Erik Millstone, who teaches Science Policy at the Brighton University, tells the journalist: “It is the result of an arbitrary decision that has later become a pseudo-scientific concept to excuse industrialists and protect politicians, hidden behind the experts. Those who decided they had the right to use toxic chemicals needed an invention called the Acceptable Daily Dose.”
What the Swiss doctor Parazelso said in the 16th century is famous: “Everything and nothing is poison: the dose makes the poison.” Much has been mentioned in medicine and toxicology, many practical uses have come out of it. But experts have shown Robin that this dogma cannot be used with modern poisons. Because poisons accumulate during daily internalization and, on the other hand, the “cocktail effect” that generates a lot of poison is very important.

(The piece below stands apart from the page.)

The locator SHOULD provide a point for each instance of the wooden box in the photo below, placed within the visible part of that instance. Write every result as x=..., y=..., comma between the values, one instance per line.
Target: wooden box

The phytosanitary substances used in industrial agriculture in the last 60 years are the variables of the gases produced for war in the root. DDT and other organochlorine substances were subsequently produced from chlorinated gases used to kill men during World War I. In the years that followed, organophosphorus materials were invented for war, and since they were not used by the military, they were recycled for chemical agriculture.
The famous Acceptable Daily Dose was invented so that citizens can eat the plants, fruits and grains rubbed with them without worries. Robin has researched who has defined the doses in each poison and how it controls its use. As announced in the film’s progress and interviews with the author, all information about these doses is controlled, from start to finish, by the chemical industry.
In the film the peasants have a wide margin. These people in their daily work ingest in large quantities the poisons that the rest of the population will later ingest with food. Many viewers will be surprised to learn that the insurance company Mutualité Sociale Agricole has recognized as a disease associated with the profession some serious illnesses that some growers suffer, including cancer and Parkinson’s disease.
Always in search of witnesses, names and surnames are mentioned when there are those who in France have been recognized by the judges as an occupational disease in connection with pesticides. One of them was Yannick Chénet, recently deceased and to whom Marie-Monique Robin has dedicated the film.
Chénet cultivated sixty hectares of wheat and six hectares of vineyards in the Charente Maritime region. He developed myeloid leukemia, as the judges confirmed after long fights, because of the benzene contained in the poisons he used to kill the xomorros of his crops. Very weakened, in 2010 he participated in the tribute to another farmer who is sick for the same reason, Paul François, in the town of Ruffec.
The son of this Paul François is said to have a bladder cancer. The doctor tells them that “he has the disease of the winegrower”. A collateral damage.